Let me first remind you that the NT affirms the details of Genesis 1 and 2.
For example, in Matthew 19, Jesus quotes from Genesis 1 in verse 4, and Genesis 2 in verse 5 and builds his conclusion about marriage (verse 6) on the assumption that what those texts say was true ‘from the beginning’. In 1 Corinthians 11.8,9 and 1 Timothy 2.13, you find Paul does exactly the same. So the Bible is a unity and to affirm one part while downgrading others really won’t do.
For me, Genesis 2.7 is one of the major reasons why a marriage between Darwin and the Bible doesn’t wash: ‘The LORD God formed the man from the dust of the ground and breathed into his nostrils the breath of life, and the man became a living being.’ Notice a few points.
* Inbreathing
The phrase ‘breathed into’ must represent communication from the outside into man’s body.
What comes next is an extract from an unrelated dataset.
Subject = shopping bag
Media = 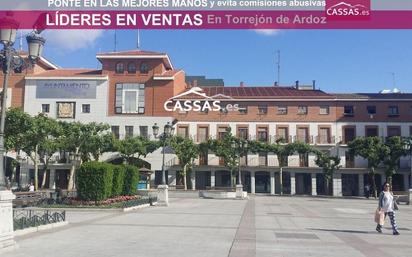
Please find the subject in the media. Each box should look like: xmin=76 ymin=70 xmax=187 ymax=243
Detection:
xmin=375 ymin=208 xmax=385 ymax=226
It cannot be made to mean an evolution of potentialities from within, resident in the dust from which Adam’s body was made. There is a divine breath in man. This, obviously, is the opposite of what atheistic evolution teaches.
* Living being
According to 2.7 it is the inbreathing of God which gave life to Adam. The body of Adam was not alive before this inbreathing. This is the opposite of theistic evolution. Some try to unite evolution and Genesis by speaking of sub-humans (pre-Adamic hominids) who were physically alive and into whom God infused his image, so making them humans. But that is to violate the text. The inbreathing was not an action superimposed upon an already existing, living creature.
* Man
Not only did this inbreathing bring life, but it was this same action which constituted him man, i.e. a human being. Now, the definition of ‘man’ has already been provided in Genesis 1.26. Hence none other than man so defined is in view in 2.7. There is no thought here of God making something in 2.7 which later evolved into man, a lesser being which later developed full humanity.
The great theologian John Murray sums up the point like this: ‘That which constituted man an animate creature was that which also constituted him man and that which constituted him man constituted him an animate creature’. As far as I can see, this leaves no room for evolution (as classically understood) either way, becoming human at 2.7 or evolving into humanity afterwards. Much as we might like to match-make, a marriage between Genesis and evolution simply won’t work. But with the science in such flux, does it need to?